It is always central to historical literacy to apprehend how the generations who lived through and/or forged major historical events understood the various issues of such momentous times. The history surrounding the ratification of the Constitution of the United States is of particular interest since, over time, parties have formed and seem to have interpreted the Constitution in wildly different ways.
For instance, in contradistinction to the passage below, in the 1830s Joseph Story and Daniel Webster held, generally speaking, that the Constitution was ratified by the people of the several states at large, as a "country" or one people, rather than separately, as distinct political entities, via the individual states in their corporate capacity. This interpretation of the Constitution was used by Abraham Lincoln to deny the right of secession. The South, in general terms, held the polar opposite view the Constitution in the latter way outlined above.

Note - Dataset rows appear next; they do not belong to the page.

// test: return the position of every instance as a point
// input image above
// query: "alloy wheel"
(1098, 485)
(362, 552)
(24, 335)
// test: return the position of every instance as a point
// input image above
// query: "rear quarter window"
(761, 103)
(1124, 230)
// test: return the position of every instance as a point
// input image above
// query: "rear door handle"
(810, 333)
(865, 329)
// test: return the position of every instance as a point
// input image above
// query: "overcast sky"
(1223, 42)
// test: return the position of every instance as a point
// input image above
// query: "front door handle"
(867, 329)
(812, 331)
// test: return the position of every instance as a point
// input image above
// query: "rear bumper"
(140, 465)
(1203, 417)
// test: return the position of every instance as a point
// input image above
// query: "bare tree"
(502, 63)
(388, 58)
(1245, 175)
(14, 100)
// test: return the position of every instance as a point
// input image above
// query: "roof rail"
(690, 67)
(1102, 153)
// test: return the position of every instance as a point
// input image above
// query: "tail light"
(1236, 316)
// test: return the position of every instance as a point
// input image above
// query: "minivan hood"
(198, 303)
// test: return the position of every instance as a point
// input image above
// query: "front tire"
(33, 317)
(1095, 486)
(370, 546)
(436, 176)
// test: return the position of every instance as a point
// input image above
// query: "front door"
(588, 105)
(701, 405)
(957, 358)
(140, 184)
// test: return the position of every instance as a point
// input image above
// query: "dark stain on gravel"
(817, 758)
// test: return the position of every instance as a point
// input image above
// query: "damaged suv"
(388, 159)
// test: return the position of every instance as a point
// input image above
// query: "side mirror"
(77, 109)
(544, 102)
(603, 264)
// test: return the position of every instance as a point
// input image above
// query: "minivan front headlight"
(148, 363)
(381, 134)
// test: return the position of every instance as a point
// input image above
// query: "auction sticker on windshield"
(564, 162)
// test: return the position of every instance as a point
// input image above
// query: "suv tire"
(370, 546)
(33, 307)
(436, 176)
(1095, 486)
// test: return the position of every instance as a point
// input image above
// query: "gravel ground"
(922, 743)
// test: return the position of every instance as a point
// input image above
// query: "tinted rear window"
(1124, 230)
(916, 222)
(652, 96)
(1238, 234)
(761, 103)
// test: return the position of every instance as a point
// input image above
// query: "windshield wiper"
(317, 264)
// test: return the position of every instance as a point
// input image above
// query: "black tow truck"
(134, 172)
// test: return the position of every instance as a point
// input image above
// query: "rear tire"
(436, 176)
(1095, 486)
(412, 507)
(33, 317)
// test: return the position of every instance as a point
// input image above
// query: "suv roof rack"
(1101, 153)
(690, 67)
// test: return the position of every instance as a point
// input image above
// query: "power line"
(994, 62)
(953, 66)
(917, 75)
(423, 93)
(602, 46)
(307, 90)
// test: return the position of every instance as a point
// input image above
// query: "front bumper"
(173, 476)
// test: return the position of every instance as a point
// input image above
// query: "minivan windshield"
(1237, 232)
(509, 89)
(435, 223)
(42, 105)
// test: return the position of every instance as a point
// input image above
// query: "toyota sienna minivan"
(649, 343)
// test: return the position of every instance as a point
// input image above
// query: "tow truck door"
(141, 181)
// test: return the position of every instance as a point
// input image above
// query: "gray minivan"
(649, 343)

Here are a couple of points to keep in mind while reading this excerpt: First, the "Bill of Rights" Tenney is writing about is not the Bill of Rights, written by Madison and added to the Constitution in 1791. Tenney is referencing the several bills of rights extant in the several states with the implication being that the Constitution, as a limited document of enumerated powers only, will not infringe.
Second, keep in mind that the Preamble of the Constitution, referenced by Tenney, contained what can only be seen as vague language, which was constantly pointed out by Anti-Federalist writers. What does "general welfare" actually entail? Who gets to decide what the "general welfare" requires? These questions are germane to the entire history of The United States under the Constitution.
August Glen-James, editor
It must therefore be taken for granted that every thing not expressly given up is retained by the states.
The Constitution now before the public is not a compact between individuals, but between several sovereign and independent political societies already formed and organized. These societies have general and particular interests and concerns. Those which respect the whole are submitted to the direction of the federal governments; while those which respect individual states only are left, as they ought to be, in the hands of the state assemblies. To prevent any interference between the federal and state governments, the objects of the former are pointed out in the preamble to the Constitution, viz. “To form a more perfect union—establish justice—insure domestic tranquility—provide for the common defense—promote the general welfare—and secure the blessings of liberty to ourselves and posterity.” These objects are all national and important. The powers vested in the supreme authority for the accomplishment of these purposes are accurately defined in the 8th section of the first article, and limited in the section following. It must therefore be taken for granted that every thing not expressly given up is retained by the states. If this is not enough to secure the liberties of the subject, The United States guarantee to each separate state a republican form of government. Of these, the Bill of Rights, where they have any prefixed, is an essential part; of consequence the Bill of Rights is as effectually secured by the Constitution proposed as if it had been expressly mentioned.